Pontianak (Antara Kalbar) - Kementerian Lingkungan Hidup dan Kehutanan (KLHK) saat ini sedang menyusun rencana aksi konservasi burung Rangkong atau Enggang Gading agar tidak punah.
Direktur Konservasi Keanekaragaman Hayati, Bambang Dahono dalam sambutan tertulisnya di Pontianak, Kamis, mengatakan, penyusunan rencana aksi konservasi burung Enggang Gading tersebut, agar burung tersebut tidak punah, karena selalu diburu.
Apalagi menurut hasil Investigasi Rangkong Indonesia dan Yayasan Titian yang didukung oleh Dana Konservasi Chester Zoo pada 2012, menyebutkan sekitar 6.000 Enggang Gading dewasa mati diambil kepalanya di Kalbar.
Sementara, di Indonesia sendiri, dari data yang dihimpun KLHK bersama Rangkong Indonesia dan WildlifeConservation Society Indonesia Program, sepanjang tahun 2011 hingga 2017, penegak hukum telah berhasil menyita 1.347 paruh Enggang Gading.
Sementara itu, hingga tahun 2016, tercatat sebanyak 2.245 paruh Enggang Gading berhasil disita dari perdagangan gelap di sejumlah negara seperti Malaysia, Laos, Tiongkok, dan Amerika Serikat, katanya.
Menurut dia, KLHK dan para mitra telah menyusun Rancangan Strategi dan Rencana Aksi Konservasi (SRAK) Rangkong Gading. Untuk menyempurnakan Rancangan SRAK, tim Penyusun SRAK Rangkong Gading yang terdiri dari KLHK selaku otoritas pengelola CITES, Lembaga Ilmu Pengetahuan Indonesia (LIPI) selaku otoritas ilmiah CITES, Institut Pertanian Bogor (IPB), Universitas Indonesia (UI), Burung Indonesia, Fauna dan Flora Internasional (FFI), Rangkong Indonesia, WWF - Indonesia, Wildlife Conservation Society-Indonesia Program (WCS-IP), dan Zoological Society of London (ZSL) melakukan serangkaian konsultasi publik, yang salah satunya diselenggarakan di Pontianak, Kalbar.
"Konsultasi publik ini bertujuan untuk menjaring masukan dari berbagai pihak, sebelum ditetapkan sebagai satu kerangka hukum yang mengikat," ujarnya.
Bagi masyarakat dan dalam budaya Kalimantan, burung Enggang Gading lebih dari sekedar satwa yang harus dilindungi, namun dikenal juga sebagai simbol "alam atas" yaitu alam kedewataan, katanya.
Bahkan di Provinsi Kalbar menjadikan satwa ini sebagai identitas provinsi, dan juga tampil dalam ukiran yang merepresentasikan keberanian dan keagungan suku Dayak Kalimantan, namun kondisinya mendekati kepunahan, ujarnya.

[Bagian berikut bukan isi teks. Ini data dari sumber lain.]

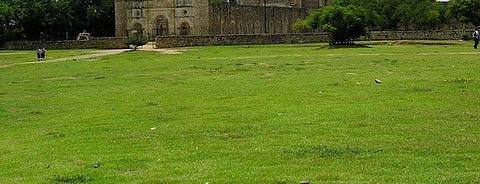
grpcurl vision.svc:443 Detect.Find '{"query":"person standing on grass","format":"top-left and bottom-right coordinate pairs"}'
top-left (473, 28), bottom-right (479, 49)
top-left (40, 48), bottom-right (46, 60)
top-left (36, 48), bottom-right (42, 61)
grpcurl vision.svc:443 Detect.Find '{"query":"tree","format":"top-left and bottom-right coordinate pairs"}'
top-left (307, 4), bottom-right (370, 45)
top-left (393, 0), bottom-right (446, 30)
top-left (0, 0), bottom-right (114, 41)
top-left (371, 0), bottom-right (403, 30)
top-left (0, 2), bottom-right (14, 44)
top-left (85, 0), bottom-right (115, 36)
top-left (448, 0), bottom-right (480, 27)
top-left (9, 0), bottom-right (76, 40)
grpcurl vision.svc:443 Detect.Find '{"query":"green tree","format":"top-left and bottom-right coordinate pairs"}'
top-left (448, 0), bottom-right (480, 27)
top-left (370, 0), bottom-right (403, 30)
top-left (8, 0), bottom-right (75, 40)
top-left (307, 4), bottom-right (370, 45)
top-left (393, 0), bottom-right (446, 30)
top-left (85, 0), bottom-right (115, 36)
top-left (2, 0), bottom-right (114, 41)
top-left (0, 2), bottom-right (14, 44)
top-left (332, 0), bottom-right (445, 31)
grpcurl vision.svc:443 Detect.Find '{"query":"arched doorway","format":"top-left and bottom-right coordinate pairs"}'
top-left (155, 16), bottom-right (169, 36)
top-left (179, 22), bottom-right (191, 35)
top-left (131, 23), bottom-right (144, 37)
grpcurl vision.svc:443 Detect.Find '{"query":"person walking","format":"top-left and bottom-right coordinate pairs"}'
top-left (473, 28), bottom-right (479, 49)
top-left (36, 48), bottom-right (42, 61)
top-left (40, 48), bottom-right (46, 60)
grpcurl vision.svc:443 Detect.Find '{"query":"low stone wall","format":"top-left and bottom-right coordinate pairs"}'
top-left (361, 30), bottom-right (469, 40)
top-left (2, 30), bottom-right (471, 50)
top-left (155, 33), bottom-right (330, 48)
top-left (2, 37), bottom-right (128, 50)
top-left (156, 30), bottom-right (471, 48)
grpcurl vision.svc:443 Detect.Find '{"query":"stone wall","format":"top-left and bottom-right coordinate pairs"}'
top-left (155, 33), bottom-right (330, 48)
top-left (208, 5), bottom-right (307, 35)
top-left (156, 30), bottom-right (471, 48)
top-left (2, 37), bottom-right (128, 50)
top-left (361, 30), bottom-right (469, 41)
top-left (3, 30), bottom-right (472, 50)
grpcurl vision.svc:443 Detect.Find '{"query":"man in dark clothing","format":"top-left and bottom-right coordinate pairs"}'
top-left (473, 28), bottom-right (479, 49)
top-left (36, 48), bottom-right (42, 61)
top-left (40, 48), bottom-right (46, 60)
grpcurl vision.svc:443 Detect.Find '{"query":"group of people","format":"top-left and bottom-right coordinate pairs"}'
top-left (36, 48), bottom-right (46, 61)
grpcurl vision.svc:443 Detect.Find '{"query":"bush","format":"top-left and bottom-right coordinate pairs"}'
top-left (123, 37), bottom-right (148, 50)
top-left (292, 19), bottom-right (313, 33)
top-left (462, 33), bottom-right (472, 41)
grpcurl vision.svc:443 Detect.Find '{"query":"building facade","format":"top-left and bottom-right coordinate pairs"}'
top-left (114, 0), bottom-right (331, 39)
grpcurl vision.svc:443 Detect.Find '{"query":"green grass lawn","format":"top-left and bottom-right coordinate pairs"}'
top-left (1, 41), bottom-right (479, 183)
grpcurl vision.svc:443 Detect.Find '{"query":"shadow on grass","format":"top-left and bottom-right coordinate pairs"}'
top-left (313, 40), bottom-right (464, 50)
top-left (316, 44), bottom-right (372, 50)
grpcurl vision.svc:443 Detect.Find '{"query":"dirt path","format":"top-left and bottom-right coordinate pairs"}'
top-left (40, 45), bottom-right (181, 63)
top-left (0, 46), bottom-right (181, 69)
top-left (136, 42), bottom-right (183, 54)
top-left (46, 49), bottom-right (130, 63)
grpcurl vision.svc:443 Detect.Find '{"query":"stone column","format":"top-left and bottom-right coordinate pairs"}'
top-left (115, 0), bottom-right (128, 37)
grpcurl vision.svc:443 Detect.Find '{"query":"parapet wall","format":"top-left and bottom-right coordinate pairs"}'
top-left (2, 30), bottom-right (471, 50)
top-left (155, 33), bottom-right (330, 48)
top-left (362, 30), bottom-right (469, 40)
top-left (155, 30), bottom-right (471, 48)
top-left (2, 37), bottom-right (128, 50)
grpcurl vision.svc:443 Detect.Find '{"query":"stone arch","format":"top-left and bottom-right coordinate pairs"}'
top-left (238, 22), bottom-right (243, 34)
top-left (131, 23), bottom-right (144, 37)
top-left (268, 21), bottom-right (274, 33)
top-left (255, 21), bottom-right (261, 34)
top-left (276, 21), bottom-right (282, 34)
top-left (246, 20), bottom-right (253, 34)
top-left (155, 15), bottom-right (169, 36)
top-left (283, 18), bottom-right (289, 33)
top-left (230, 21), bottom-right (236, 34)
top-left (179, 22), bottom-right (191, 35)
top-left (221, 20), bottom-right (227, 34)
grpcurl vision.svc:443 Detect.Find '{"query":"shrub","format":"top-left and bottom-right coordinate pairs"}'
top-left (123, 37), bottom-right (148, 50)
top-left (292, 19), bottom-right (313, 33)
top-left (462, 33), bottom-right (472, 41)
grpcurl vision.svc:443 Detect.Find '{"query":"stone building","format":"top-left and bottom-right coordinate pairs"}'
top-left (114, 0), bottom-right (331, 39)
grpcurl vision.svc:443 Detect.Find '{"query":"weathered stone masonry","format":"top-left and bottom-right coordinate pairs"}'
top-left (2, 30), bottom-right (472, 50)
top-left (114, 0), bottom-right (323, 39)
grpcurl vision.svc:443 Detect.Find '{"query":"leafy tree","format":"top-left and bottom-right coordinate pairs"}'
top-left (8, 0), bottom-right (76, 40)
top-left (331, 0), bottom-right (446, 31)
top-left (85, 0), bottom-right (115, 36)
top-left (448, 0), bottom-right (480, 27)
top-left (0, 0), bottom-right (114, 41)
top-left (370, 0), bottom-right (403, 30)
top-left (0, 2), bottom-right (14, 44)
top-left (416, 2), bottom-right (446, 30)
top-left (307, 4), bottom-right (370, 45)
top-left (394, 0), bottom-right (446, 30)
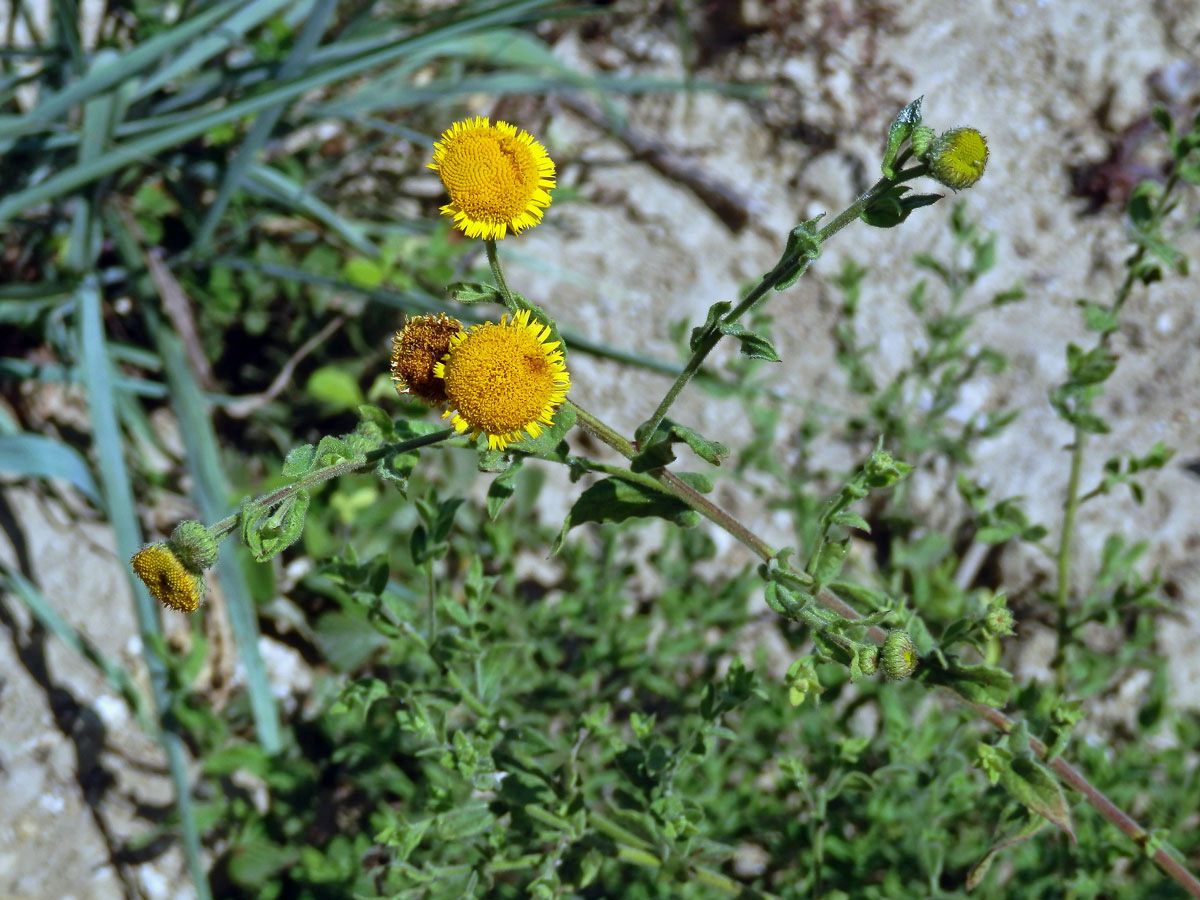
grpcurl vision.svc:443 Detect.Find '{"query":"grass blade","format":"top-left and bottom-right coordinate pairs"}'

Burung Enggang Gading mempunyai perilaku unik karena sifatnya yang setia atau monogami. Butuh sekitar 180 hari bagi pasangan Enggang Gading untuk menghasilkan satu anak, setelah menemukan lubang sarang, sang betina akan mengurung diri.
Kemudian, sang jantan menutupi lubang sarang menggunakan lumpur dan material lain hingga disisakan celah sempit yang cukup untuk mengambil hantaran makanan dari sang jantan. Dengan cara itu, suhu dan kebersihan sarang bakal terjaga.
Selama bersarang, bulu sang betina meluruh (moulting) dan nantinya akan berfungsi sebagai alas sekaligus menjaga kehangatan telur. Kondisi ini menjadikan sang betina tidak dapat terbang sampai sang anak siap keluar sarang.
Terancamnya, Enggang Gading selain perburuan dan perdagangan juga dipengaruhi oleh aturan, seperti lemahnya koordinasi penegakan hukum dan kapasitas aparat penegak hukum terkait pemberantasan perdagangan ilegal, belum maksimalnya upaya-upaya perlindungan dan konservasi yang terintegrasi baik dari perlindungan habitat dan konservasi spesies itu dan lain-lain, kata Bambang.